Monday, March 16, 2009

The first time I can remember thinking "I'd be better off dead," I was 10 years old. It was a hot August afternoon, and my mom and her new drug addicted husband, Jimmy, left my brother and I home by ourselves for some reason or another. My brother and I had gotten into a fight while they were gone, and I locked my brother out of the house. Our apartment was at ground level, and he was outside pushing a window up and I was pushing it down. He ended up pushing his hands through the glass and I called 911. I was so scared my brother was going to need stitches. I ran upstairs and got a neighbor, and while the ambulance was outside pulling broken glass out of my brothers hands, my mom and Jimmy pulled up.

My brother was okay, and after everything had calmed down and everyone had left, my mother freaked out. She was hysterical. She started yelling at my brother, hitting him while he was cowering on his bed. I shouted to stop, and she came and started hitting me in the head with her fists. She was yelling about the $500 ambulance bill she was going to have to pay.

Jimmy finally got her off of me, and she left. I don't know where she went, but I remember lying on the bed, I couldn't breathe, tears rolled down my cheeks, and I just wanted to die. I started praying for God to get me out of there. It was the first time I remember praying to save my life.

That Christmas, my mom sent us to our dad's for Christmas and we ended up staying to live permanently. I remember being happy for a while...

When I was about 15 I became depressed again, my stepmom died and her daughter was 1. I took on a new big roll at my home.. I cooked and cleaned a lot more and took care of my sister a lot.

Moved out and partied a lot after I was 18. Next big depression battle was after my mother died when I was 19. The last time she and I ever talked I told her she was a drunk and I couldn't stand talking to her when she was drunk. She hung up on me.

I moved to Griffin GA, and continued to be depressed until I was about 21. I got into a really bad relationship, but after I left him, I had never felt happier. I met Daniel shortly after, and have continued to remain stable until about 2 months ago... when Alexandria was 3 months old.

Now I'm going through this postpartum depression shit. I'm not suicidal or anything, but it's really starting to effect my day to day living. The anti-depressant seems to be taking hold, though. I woke up in a good mood today. First time in a couple of months!

My depression bouts, now that I have them written down, seem to follow a pattern where external factors are making me depressed.
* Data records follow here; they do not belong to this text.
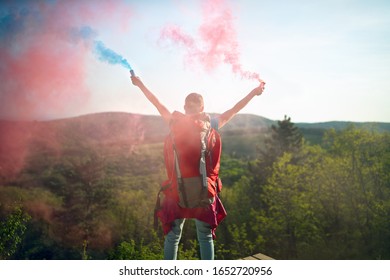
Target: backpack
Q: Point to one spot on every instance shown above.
(192, 153)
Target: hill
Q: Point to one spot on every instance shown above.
(117, 132)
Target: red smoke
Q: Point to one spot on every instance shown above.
(217, 40)
(43, 69)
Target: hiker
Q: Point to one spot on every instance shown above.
(172, 213)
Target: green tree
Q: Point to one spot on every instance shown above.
(12, 230)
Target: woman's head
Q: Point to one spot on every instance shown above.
(193, 104)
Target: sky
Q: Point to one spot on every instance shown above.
(321, 60)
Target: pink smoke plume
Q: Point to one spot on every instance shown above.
(216, 41)
(43, 66)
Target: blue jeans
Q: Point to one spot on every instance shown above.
(205, 239)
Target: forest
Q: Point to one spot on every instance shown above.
(86, 189)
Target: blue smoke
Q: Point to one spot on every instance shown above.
(109, 56)
(103, 53)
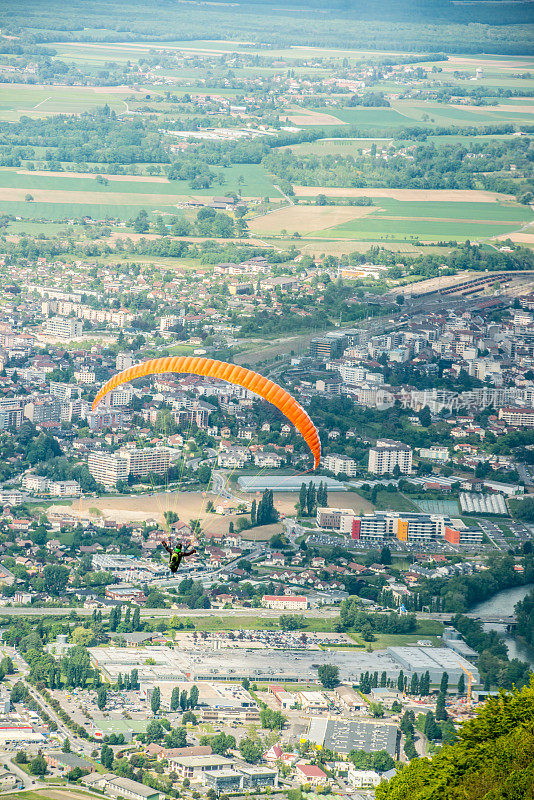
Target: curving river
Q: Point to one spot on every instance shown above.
(503, 604)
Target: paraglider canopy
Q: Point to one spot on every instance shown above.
(232, 373)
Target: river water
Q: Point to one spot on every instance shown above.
(502, 604)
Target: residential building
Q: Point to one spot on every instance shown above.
(285, 602)
(42, 410)
(330, 518)
(63, 327)
(388, 454)
(339, 463)
(146, 460)
(406, 527)
(108, 468)
(517, 417)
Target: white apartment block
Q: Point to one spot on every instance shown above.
(64, 327)
(286, 602)
(267, 460)
(435, 453)
(339, 463)
(121, 396)
(124, 361)
(85, 376)
(387, 454)
(146, 460)
(518, 417)
(108, 468)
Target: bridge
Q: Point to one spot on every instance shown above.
(490, 619)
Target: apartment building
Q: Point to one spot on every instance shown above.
(124, 361)
(43, 410)
(339, 463)
(407, 527)
(108, 468)
(387, 454)
(285, 602)
(146, 460)
(64, 327)
(330, 518)
(517, 417)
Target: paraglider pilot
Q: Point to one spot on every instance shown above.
(177, 554)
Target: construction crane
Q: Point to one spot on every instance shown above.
(470, 680)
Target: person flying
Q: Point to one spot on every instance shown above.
(177, 553)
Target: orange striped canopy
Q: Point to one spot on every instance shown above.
(232, 373)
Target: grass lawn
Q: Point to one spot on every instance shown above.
(384, 640)
(254, 623)
(393, 501)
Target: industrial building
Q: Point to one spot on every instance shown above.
(211, 662)
(342, 736)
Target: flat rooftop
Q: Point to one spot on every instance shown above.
(286, 483)
(226, 663)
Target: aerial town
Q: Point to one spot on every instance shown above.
(266, 401)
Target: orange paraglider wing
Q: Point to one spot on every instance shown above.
(232, 373)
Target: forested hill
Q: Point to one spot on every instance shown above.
(493, 758)
(419, 25)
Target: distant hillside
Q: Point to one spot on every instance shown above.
(493, 758)
(429, 26)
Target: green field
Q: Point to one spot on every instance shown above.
(249, 179)
(37, 101)
(367, 117)
(66, 211)
(433, 220)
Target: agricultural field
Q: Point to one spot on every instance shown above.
(19, 100)
(433, 221)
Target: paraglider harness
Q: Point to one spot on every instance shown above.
(176, 555)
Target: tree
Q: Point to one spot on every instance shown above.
(101, 698)
(55, 579)
(302, 498)
(441, 713)
(424, 684)
(432, 729)
(106, 756)
(193, 697)
(425, 417)
(175, 698)
(251, 749)
(328, 675)
(38, 765)
(310, 498)
(155, 700)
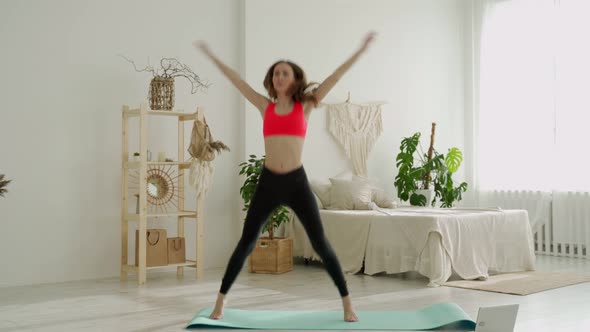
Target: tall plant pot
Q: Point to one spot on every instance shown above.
(428, 193)
(271, 256)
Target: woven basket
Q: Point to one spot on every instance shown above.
(162, 93)
(272, 256)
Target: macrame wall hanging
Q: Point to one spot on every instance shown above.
(356, 127)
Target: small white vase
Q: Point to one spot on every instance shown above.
(428, 193)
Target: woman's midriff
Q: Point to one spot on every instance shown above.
(283, 153)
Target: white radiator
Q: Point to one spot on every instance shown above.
(560, 220)
(571, 224)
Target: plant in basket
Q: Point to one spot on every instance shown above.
(161, 93)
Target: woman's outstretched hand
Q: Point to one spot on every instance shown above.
(368, 40)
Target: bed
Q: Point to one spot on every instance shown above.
(431, 241)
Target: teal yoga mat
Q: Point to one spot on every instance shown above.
(433, 317)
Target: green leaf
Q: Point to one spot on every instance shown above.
(453, 159)
(418, 200)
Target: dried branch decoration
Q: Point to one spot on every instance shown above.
(172, 68)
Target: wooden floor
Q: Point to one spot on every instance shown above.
(166, 303)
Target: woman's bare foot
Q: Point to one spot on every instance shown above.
(217, 312)
(349, 315)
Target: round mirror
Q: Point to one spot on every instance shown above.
(160, 188)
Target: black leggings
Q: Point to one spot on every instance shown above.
(291, 189)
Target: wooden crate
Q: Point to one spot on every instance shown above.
(272, 256)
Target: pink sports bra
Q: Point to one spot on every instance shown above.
(293, 123)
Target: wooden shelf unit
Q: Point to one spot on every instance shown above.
(144, 113)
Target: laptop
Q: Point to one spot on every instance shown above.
(496, 319)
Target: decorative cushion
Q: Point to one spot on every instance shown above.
(347, 194)
(378, 195)
(322, 191)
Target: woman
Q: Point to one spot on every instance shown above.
(283, 180)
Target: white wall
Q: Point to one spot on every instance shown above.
(416, 64)
(61, 93)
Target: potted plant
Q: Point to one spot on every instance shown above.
(416, 175)
(271, 254)
(3, 184)
(444, 186)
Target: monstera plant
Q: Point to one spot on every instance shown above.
(252, 169)
(418, 170)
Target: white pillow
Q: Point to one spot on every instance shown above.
(318, 201)
(378, 195)
(347, 194)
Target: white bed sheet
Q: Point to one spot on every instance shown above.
(433, 242)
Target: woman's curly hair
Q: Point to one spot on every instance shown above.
(298, 90)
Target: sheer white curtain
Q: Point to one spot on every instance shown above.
(533, 109)
(532, 119)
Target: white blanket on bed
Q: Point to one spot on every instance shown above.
(428, 240)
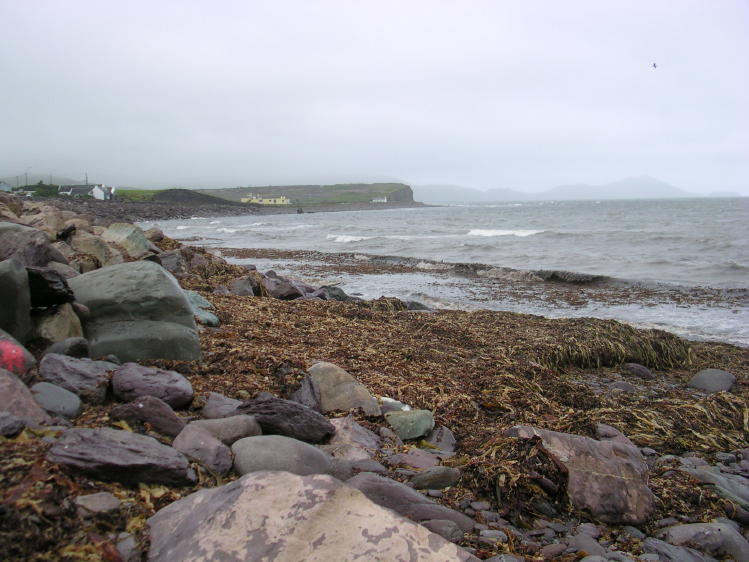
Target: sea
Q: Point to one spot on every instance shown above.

Major life changing events... you know? Loosing trust in a parent, death, death, birth of a child.... and I read somewhere, I think in The Road Less Traveled by Scott Peck, he says depression is healthy because when we are depressed, we are loosing a part of our old selves to grow into our new selves. And we often don't want to let that part go because we are familiar with it, so it's like a grieving process. And that is what causes us to be depressed. So I don't feel too down after seeing that, and knowing that life will always have it's ups and downs.

And more than anything, My faith in Jesus Christ is what will get me through.

~Molly.

1 comment:

Habicious said...

Faith in the Lord is the most important thing you can have. I think that He blesses us with difficult times so that he can use his might to save us through impossible odds. His strength accents his love, grace and compassion.